Thanks to a $3 million grant, the resources offered by the Providers’ Clinical Support System for Medication Assisted Treatment (PCSS-MAT) are about to get a more local touch. The American Academy of Addiction Psychiatry (AAAP) and a coalition of national professional organizations were awarded a three-year, $3 million grant by the federal Center for Substance Abuse Treatment (CSAT) to expand the PCSS-MAT initiative.

Over the past three years, PCSS-MAT has developed a program of training modules, webinars and clinical mentoring for training on treatments for opioid use disorders. The training, much of which is web-based, has been used by physicians, nurses, dentists, social workers, firefighters and EMTs. With this $3 million grant, the program be expanded to offer more in-person options at the local level, AAAP Executive Director Kathryn Cates-Wessel tells Addiction Professional.

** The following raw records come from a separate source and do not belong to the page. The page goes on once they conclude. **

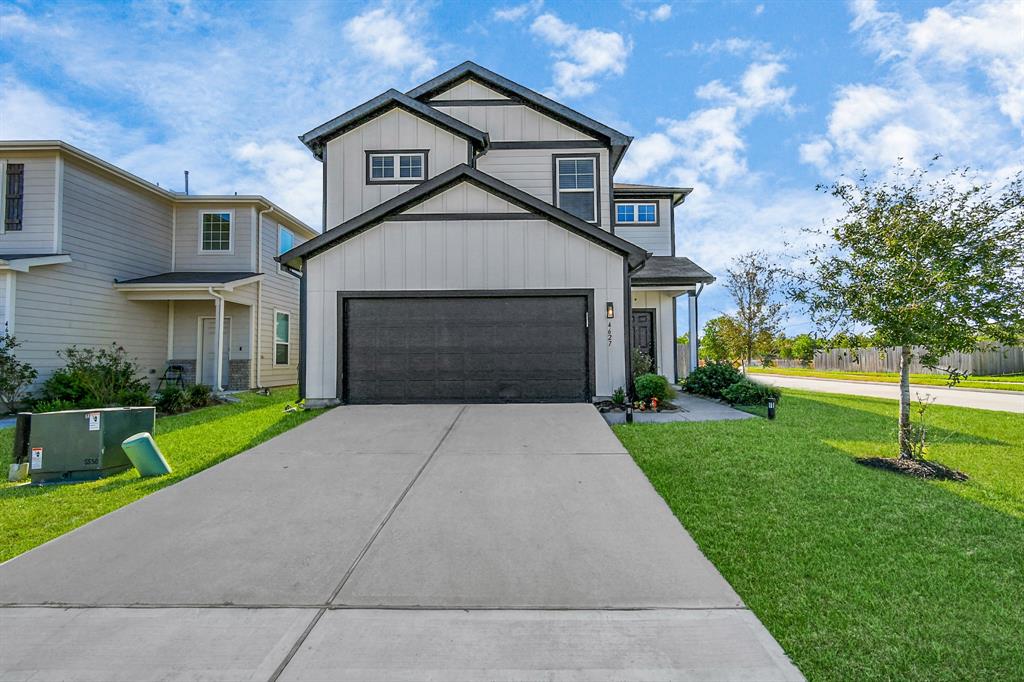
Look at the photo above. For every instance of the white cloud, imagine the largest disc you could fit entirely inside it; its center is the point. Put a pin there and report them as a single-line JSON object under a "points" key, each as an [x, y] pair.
{"points": [[517, 12], [660, 13], [582, 55], [709, 142], [387, 37], [928, 100]]}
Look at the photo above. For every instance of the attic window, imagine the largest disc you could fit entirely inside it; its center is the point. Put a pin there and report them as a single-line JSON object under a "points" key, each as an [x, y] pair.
{"points": [[636, 214], [396, 167]]}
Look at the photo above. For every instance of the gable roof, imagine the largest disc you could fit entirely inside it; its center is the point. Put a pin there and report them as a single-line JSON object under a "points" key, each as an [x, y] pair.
{"points": [[451, 178], [470, 71], [59, 146], [382, 103]]}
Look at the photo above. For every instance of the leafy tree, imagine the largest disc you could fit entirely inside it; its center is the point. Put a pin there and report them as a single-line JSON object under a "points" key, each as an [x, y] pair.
{"points": [[931, 264], [713, 346], [14, 375], [803, 347], [755, 284]]}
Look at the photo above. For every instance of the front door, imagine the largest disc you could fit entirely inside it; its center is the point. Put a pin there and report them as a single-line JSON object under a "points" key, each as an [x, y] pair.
{"points": [[642, 333], [208, 350]]}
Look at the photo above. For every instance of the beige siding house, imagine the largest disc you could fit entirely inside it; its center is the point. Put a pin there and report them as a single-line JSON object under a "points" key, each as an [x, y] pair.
{"points": [[92, 255], [479, 250]]}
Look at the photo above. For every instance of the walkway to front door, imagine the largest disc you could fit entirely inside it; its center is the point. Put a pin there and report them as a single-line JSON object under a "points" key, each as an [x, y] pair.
{"points": [[515, 542]]}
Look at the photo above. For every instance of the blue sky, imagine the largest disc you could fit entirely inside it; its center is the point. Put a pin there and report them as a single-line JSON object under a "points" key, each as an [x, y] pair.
{"points": [[752, 103]]}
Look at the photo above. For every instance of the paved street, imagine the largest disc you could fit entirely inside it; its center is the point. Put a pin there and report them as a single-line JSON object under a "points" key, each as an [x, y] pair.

AAAP’s partnerships will include more primary care organizations and will include a “MAT Implementation Program” in which four community health centers in urban and rural underserved regions will receive multidisciplinary training.

“We will identify states or regions and bring a multidisciplinary clinical team to talk about their barriers to the use of medication-assisted treatment, local reimbursement regulatory issues, what’s happening in the clinic,” Cates-Wessel says. “We will help advise through mentoring in their setting, not just on the phone or through email. It will be deeper and more personal.”

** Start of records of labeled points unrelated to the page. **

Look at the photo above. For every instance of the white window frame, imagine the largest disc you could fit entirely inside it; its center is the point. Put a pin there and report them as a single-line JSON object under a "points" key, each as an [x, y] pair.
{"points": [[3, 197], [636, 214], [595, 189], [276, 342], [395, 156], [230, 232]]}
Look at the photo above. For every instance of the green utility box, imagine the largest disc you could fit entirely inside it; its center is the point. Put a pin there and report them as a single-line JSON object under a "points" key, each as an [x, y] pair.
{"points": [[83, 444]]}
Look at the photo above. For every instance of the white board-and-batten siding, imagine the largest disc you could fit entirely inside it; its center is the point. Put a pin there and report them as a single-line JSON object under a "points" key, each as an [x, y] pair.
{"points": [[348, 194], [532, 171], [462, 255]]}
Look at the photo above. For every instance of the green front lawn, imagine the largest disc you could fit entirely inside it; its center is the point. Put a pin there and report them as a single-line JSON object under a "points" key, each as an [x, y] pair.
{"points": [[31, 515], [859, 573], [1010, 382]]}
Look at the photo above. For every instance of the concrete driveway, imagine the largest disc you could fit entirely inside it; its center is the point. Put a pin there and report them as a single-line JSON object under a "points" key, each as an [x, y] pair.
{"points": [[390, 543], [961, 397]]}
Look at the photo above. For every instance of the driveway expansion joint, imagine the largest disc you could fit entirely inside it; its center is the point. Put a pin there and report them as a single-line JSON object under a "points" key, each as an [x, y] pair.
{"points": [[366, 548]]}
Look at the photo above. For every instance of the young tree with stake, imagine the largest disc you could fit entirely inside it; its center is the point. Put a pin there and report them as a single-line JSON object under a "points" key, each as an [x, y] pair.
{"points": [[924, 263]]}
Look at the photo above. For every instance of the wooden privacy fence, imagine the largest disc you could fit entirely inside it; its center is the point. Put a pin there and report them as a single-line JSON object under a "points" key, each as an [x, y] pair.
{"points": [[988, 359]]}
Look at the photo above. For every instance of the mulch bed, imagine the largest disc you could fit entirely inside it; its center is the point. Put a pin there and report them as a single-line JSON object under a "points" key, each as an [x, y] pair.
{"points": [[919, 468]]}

The grant will also cover the costs of providing the training that is required for prescribing buprenorphine free of charge, Cates-Wessel says.

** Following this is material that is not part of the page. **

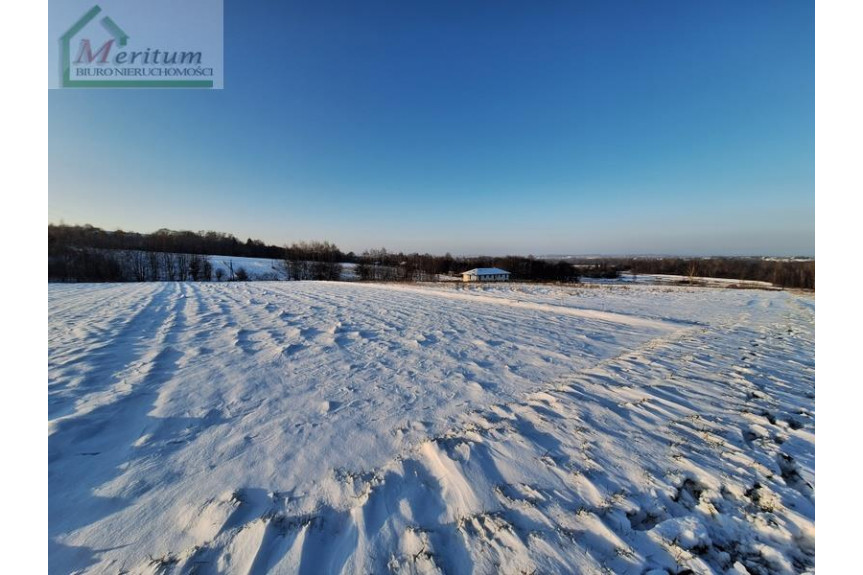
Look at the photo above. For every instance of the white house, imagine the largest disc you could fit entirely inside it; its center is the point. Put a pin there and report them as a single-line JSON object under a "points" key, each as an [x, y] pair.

The PCSS-MAT coalition of addiction and primary care healthcare professional organizations now includes the following eight institutions: the AAAP, the American College of Physicians, the American Psychiatric Association, the American College of Emergency Physicians, the American Society of Addiction Medicine (ASAM), the Association for Medical Education and Research in Substance Abuse (AMERSA), the American Osteopathic Academy of Addiction Medicine and the National Association of Drug Court Professionals.